A 21-year-old opened fire and then killed himself.

A substitute teacher and custodian are being called heroes after they helped saved lives when a gunman entered a New Mexico high school on Thursday, killing two students.

Casey Jordan-Marquez and Francisco Fernandez were both killed when 21-year-old William Atchison, who entered the school posing as a student, opened fire inside Aztec High School and then later turned the gun on himself.

San Juan County Sheriff Ken Christesen said Friday that more people may have been killed were it not for the "swift action" of custodian Thomas Hill, who pursued the gunman and yelled "lockdown" and "active shooter" through the hallways.

The staff quickly went into lockdown after the alert and those actions "saved a whole bunch of lives and a lot of devastation," police said. 

A 74-year-old substitute teacher, Katie Potter, also heard the gunshots in the building and barricaded her 17 students in the classroom’s office with a couch.

“I heard popping sounds down the hall, going pop, pop, pop. I looked in the hall and the custodian, Hill, was in the hall and he was saying, who are you? I could tell he was frantic and I knew what was going on,” Potter told reporters.

Police said the shooter came into the room where the students and Potter were and yelled “I know you are in there” before firing multiple rounds through walls. No one was hit.

“We're blessed the good Lord had his angels watching over those kids and that teacher,” Christesen said.

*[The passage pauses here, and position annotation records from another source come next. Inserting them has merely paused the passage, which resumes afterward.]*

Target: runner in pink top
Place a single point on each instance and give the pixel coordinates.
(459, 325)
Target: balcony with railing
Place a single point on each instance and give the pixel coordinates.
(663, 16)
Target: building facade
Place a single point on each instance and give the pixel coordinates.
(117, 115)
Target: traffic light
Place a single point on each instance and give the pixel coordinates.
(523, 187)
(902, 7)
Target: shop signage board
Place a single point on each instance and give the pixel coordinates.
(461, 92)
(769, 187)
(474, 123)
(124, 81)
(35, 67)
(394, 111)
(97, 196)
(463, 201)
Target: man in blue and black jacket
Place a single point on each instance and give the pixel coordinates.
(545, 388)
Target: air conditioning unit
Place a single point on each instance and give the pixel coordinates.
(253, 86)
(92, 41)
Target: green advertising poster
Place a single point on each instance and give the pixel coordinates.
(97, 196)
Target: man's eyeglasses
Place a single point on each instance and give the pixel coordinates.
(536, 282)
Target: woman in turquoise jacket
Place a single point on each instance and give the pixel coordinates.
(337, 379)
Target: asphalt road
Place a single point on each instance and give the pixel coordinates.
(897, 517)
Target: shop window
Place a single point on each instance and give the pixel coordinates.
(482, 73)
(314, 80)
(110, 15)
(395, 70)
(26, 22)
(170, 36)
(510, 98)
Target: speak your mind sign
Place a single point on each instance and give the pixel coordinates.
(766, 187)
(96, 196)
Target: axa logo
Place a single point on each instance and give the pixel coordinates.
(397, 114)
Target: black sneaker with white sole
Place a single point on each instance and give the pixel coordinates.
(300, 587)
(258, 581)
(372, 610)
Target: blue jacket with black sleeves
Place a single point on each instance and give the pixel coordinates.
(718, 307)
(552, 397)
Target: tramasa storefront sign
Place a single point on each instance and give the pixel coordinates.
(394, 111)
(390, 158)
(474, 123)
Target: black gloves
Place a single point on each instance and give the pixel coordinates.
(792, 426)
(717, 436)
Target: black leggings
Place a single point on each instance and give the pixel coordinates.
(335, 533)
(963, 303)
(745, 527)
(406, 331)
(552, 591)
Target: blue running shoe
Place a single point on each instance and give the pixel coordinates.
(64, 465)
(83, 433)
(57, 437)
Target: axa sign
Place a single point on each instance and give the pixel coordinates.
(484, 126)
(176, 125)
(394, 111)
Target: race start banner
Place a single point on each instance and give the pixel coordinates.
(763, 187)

Fernandez had left Potter’s classroom that morning to go the bathroom and never came back, reports said. The shooter was allegedly inside the bathroom when Fernandez walked in. Atchison killed Marquez when he saw her in the hallway, police said.

Law enforcement arrived on the scene in less than one minute and were able to enter the school through windows and doors.

Authorities said the gunman had written a schedule for the day of the shooting that was later found at his home.

San Juan County Sheriff’s Office

Police also found a thumb drive that he carried with him that detailed his plans.

Atchison, who was a previously a student at the school, reportedly had no criminal history but was investigated by the FBI in 2016 after he made an online inquiry about where to find cheap assault rifles for a mass shooting.

Police said Atchison claimed he had made the post as an Internet troll and they ended the investigation.